Regina dan Tiara tampak terkejut.
Saat ini, Nathan bersama dua gadis
itu sedang makan malam di sebuah restoran privat.
Nathan mengangguk dan berkata,
"Ya, aku punya rencana lain."
Regina menyarankan. "Dokter
Nathan, Klub Balavan sebenarnya sangat menguntungkan. Apalagi, lokasinya sangat
strategis. Kalau kamu terus menjalankannya, pasti akan menjadi aset yang sangat
besar.”
"Nathan, Klub Balavan milik
Keluarga Halim termasuk sarang uang yang terkenal di Beluno. Ada banyak orang
kaya yang datang untuk bermain. Kamu bosnya sekarang. Kamu bisa terus
mengembangkan bisnis dan membuatnya menjadi makin kuat!" tambah Tiara.
Nathan tersenyum dan berkata,
"Menghasilkan uang bukanlah hal yang penting bagiku."

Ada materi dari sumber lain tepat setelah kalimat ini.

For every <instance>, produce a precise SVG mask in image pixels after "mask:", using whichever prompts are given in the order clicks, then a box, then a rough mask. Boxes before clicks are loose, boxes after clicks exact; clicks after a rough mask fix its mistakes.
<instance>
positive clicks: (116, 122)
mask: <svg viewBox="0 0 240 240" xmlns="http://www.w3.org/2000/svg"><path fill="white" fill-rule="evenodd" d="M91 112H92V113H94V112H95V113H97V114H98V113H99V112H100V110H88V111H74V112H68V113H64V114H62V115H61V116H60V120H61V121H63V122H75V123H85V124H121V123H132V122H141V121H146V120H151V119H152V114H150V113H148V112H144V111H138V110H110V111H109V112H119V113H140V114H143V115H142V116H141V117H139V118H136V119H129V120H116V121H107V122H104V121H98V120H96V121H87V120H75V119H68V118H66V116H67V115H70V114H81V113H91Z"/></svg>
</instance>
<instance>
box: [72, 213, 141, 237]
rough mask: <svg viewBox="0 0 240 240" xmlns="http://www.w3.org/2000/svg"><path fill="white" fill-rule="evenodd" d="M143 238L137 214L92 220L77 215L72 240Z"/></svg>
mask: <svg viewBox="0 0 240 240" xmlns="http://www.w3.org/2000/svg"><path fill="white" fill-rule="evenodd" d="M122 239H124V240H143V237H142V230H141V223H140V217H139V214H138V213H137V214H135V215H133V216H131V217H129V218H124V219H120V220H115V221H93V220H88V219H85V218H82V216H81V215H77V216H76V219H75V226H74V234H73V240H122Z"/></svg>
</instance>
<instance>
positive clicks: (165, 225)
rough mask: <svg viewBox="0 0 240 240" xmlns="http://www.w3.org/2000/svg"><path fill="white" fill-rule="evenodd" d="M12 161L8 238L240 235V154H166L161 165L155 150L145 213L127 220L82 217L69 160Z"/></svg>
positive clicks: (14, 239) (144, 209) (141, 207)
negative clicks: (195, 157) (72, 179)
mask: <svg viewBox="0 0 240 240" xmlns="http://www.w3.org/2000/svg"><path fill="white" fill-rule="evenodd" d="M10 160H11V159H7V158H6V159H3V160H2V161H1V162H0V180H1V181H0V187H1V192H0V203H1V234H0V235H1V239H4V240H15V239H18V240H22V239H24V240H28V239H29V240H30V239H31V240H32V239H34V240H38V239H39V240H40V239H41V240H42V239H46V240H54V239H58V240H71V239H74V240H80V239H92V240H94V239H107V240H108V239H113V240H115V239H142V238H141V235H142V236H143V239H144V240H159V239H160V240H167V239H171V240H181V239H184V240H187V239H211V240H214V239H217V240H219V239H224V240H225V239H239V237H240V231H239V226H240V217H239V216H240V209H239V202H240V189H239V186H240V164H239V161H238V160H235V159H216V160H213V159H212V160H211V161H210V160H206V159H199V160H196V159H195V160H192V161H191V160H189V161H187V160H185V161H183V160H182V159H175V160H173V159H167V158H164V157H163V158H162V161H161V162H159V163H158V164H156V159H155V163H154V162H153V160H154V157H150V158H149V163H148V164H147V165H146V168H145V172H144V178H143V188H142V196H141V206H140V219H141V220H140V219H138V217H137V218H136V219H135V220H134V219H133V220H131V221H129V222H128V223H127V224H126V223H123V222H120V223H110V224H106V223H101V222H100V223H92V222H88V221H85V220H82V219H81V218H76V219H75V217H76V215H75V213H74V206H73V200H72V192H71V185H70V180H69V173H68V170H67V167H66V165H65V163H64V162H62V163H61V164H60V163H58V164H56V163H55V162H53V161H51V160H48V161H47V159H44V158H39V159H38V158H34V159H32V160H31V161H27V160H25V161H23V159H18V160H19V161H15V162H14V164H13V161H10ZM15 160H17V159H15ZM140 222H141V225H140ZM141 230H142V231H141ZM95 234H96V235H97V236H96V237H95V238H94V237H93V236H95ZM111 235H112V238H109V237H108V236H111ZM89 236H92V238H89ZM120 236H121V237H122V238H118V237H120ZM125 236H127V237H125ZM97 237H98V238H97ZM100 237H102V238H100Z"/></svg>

"Setelah merobohkannya, aku
berencana membangun klinik untuk menyediakan perawatan medis yang baik bagi
masyarakat umum di Beluno. Menurutku, rencana ini lebih baik daripada hal
lainnya."
Setelah mendengar itu, Regina juga
ikut berpikir.
Ekspresi Tiara tampak aneh dan
bertanya, "Nathan, apa kamu berencana meninggalkan Rumah Sakit Perdana dan
menjalankan bisnismu sendiri?"
"Aku bilang dulu ya. Kalau kamu
pergi, aku juga nggak akan bekerja di sana lagi. Kamu nggak boleh pergi.”